Comme son nom l’indique, Bad Girl, Classes de littérature retrace une trajectoire littéraire : comment une enfant née à Calgary au Canada est devenue romancière et essayiste de langue française ? Quels sont les chemins qui peuvent conduire à changer de pays, de langue pour s’ « autoriser » enfin ? Quelles sont les névroses nécessaires à la création ? Car c’est bien de cela qu’il s’agit, et Nancy Huston ne craint pas les raccourcis : elle est devenue écrivain parce que sa mère l’a abandonnée enfant. Pour elle, « quatre-vingt-dix pour cent de son œuvre » provient de cet après-midi de l’été 1959 où la mère, accablée de douleur, a tendu un bouquet de marguerites à une autre femme et, dans un même geste, lui a confié ses enfants. Petite fille hyperdouée et profondément angoissée, elle lit sans arrêt. Les voix des autres se déversent sur elle et la remplissent. Elle s’accroche à ces voix «  comme à une drogue, une perfusion intraveineuse ». Parfois, c’est sa propre voix qu’elle fait résonner, l’enfant se parle à la troisième personne et devient personnage. Tout ce petit monde jacasse et [lui] tient compagnie, dirait Samuel Beckett.

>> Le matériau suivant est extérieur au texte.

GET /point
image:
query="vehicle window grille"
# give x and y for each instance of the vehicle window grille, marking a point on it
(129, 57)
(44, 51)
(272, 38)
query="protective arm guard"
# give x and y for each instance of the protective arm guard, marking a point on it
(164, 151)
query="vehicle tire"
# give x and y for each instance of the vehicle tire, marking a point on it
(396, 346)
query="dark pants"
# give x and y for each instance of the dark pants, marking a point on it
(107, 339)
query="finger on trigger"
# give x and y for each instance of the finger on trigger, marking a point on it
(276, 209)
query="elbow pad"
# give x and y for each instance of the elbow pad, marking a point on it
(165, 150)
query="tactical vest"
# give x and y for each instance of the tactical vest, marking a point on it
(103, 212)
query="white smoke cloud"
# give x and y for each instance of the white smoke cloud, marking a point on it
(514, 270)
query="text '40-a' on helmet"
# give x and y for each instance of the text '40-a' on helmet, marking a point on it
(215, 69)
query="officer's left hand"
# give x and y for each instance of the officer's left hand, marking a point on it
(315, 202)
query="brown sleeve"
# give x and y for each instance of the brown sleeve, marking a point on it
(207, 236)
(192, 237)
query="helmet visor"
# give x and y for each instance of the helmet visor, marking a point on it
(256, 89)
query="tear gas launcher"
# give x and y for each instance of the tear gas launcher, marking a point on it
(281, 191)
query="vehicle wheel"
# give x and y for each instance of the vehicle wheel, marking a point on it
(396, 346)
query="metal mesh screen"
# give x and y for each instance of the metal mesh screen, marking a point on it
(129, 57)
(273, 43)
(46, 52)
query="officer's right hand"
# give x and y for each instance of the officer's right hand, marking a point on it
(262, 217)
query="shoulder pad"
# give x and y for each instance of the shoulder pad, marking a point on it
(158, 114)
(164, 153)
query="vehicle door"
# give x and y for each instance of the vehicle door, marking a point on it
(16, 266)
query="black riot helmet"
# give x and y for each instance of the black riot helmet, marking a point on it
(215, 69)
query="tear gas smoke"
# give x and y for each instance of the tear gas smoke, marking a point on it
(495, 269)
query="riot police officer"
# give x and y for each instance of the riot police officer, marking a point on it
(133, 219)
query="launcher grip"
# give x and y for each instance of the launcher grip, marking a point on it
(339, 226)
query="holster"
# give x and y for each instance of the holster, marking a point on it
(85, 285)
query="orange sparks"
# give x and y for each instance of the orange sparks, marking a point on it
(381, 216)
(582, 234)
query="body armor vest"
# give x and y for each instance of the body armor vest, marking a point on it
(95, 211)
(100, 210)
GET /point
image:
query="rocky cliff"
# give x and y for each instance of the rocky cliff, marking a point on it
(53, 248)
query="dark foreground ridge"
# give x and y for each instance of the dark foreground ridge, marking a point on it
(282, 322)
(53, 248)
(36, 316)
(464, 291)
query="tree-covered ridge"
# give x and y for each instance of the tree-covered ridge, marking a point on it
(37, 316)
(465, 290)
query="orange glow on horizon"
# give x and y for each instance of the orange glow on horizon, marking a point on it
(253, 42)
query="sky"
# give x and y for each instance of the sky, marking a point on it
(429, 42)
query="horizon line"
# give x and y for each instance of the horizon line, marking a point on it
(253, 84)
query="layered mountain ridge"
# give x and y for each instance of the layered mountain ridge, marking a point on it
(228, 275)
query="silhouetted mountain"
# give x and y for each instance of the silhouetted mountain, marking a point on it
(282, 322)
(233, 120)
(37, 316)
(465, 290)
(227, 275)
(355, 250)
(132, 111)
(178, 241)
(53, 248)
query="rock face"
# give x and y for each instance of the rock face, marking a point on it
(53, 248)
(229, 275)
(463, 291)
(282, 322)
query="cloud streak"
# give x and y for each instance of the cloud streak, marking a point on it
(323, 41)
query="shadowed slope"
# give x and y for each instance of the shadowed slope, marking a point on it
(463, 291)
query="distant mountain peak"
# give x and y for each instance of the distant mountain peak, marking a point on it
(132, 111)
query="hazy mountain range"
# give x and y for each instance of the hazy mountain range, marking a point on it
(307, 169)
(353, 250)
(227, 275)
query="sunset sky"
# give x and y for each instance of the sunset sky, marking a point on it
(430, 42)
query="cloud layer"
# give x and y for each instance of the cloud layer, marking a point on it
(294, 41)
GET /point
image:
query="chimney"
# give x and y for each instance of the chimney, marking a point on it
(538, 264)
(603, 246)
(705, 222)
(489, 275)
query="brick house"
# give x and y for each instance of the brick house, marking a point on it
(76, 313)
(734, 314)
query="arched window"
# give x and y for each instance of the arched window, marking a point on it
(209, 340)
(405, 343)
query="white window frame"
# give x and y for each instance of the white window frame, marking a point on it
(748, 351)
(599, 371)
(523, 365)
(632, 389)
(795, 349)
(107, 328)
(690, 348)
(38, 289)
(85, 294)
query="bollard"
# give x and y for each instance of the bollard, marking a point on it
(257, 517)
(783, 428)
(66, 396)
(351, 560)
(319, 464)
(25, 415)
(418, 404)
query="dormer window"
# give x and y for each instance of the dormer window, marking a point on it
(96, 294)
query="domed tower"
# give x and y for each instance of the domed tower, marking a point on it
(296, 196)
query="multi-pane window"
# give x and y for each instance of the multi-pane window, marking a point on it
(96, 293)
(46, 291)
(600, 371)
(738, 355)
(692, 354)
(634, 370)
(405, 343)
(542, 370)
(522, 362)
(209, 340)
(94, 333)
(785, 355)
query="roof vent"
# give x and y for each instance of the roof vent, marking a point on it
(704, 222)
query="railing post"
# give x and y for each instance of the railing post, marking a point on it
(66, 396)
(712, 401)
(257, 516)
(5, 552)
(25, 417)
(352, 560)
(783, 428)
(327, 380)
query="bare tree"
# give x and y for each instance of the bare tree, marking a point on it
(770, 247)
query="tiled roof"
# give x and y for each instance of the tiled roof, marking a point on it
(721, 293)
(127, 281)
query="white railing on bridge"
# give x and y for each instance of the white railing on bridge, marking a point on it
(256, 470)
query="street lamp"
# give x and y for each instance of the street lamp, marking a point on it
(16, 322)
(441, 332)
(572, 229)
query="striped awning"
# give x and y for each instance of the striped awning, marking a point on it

Dans presque tous ses romans, l’écrivain poursuit cette conversation et utilise le « tu » pour s’adresser à des personnages qu’elle désire toujours plus près d’elle. Le « il » ou le « elle » mettrait trop de distance, et elle n’en veut plus, de la distance. Cette pseudo-autobiographie ne déroge pas à la règle : elle s’adresse au fœtus qu’elle a été (qu’elle nomme Dorrit, allez savoir pourquoi) et lui raconte le roman de sa vie future. Cette idée de fœtus m’a peu emballée, voire même gênée : non seulement le dispositif sent l’artifice à plein nez, mais pire, il sous-tend des considérations vaseuses sur l’importance du lien intra-utérin. Voilà un peu le défaut de la Nancy Huston de ces dernières années : le propos ne manque pas d’allant et de fougue, mais parfois, ça déborde sacrément… En témoigne seulement cette comparaison douteuse entre la procréation médicalement assistée et les plus grandes atrocités de l’histoire : « Toujours la maîtrise doit être contrebalancée par le mystère. Chassez le mystère, il vous restera Kolyma, Sobibor, Fort Mc Murray, Sabra et Chatila ».

Allez, Nancy, s’il vous plaît, chassez tous ces artifices, tous ces excès, c’est dans la retenue et le doute que je vous aime le plus. A la lecture des premières pages, j’ai même cru devoir définitivement vous enterrer, et puis, je vous ai retrouvée.

Il y a en effet quelque chose d’infiniment touchant dans l’appel au secours de cette Bad Girl qui se croit coupable de son abandon, devenue une femme de lettres vieillissante qui tente désespérément de recoller les morceaux. Dans son dispositif même, l’autobiographie révèle une identité impossible à recomposer : l’écriture à la deuxième personne marque au contraire l’impossibilité d’assumer le « je ». Pour le coup, le « tu » n’a plus rien d’artificiel: il résonne âprement aux oreilles du lecteur, peu à peu submergé par l’émotion. A la fin du livre, Nancy Huston enfonce le clou, reprenant à son compte les mots de Roland Barthes : « Tout ceci doit être considéré comme dit par un personnage de roman ».

 Bad Girl, Classes de littérature, Nancy Huston, Actes Sud, 2014, 263 pages.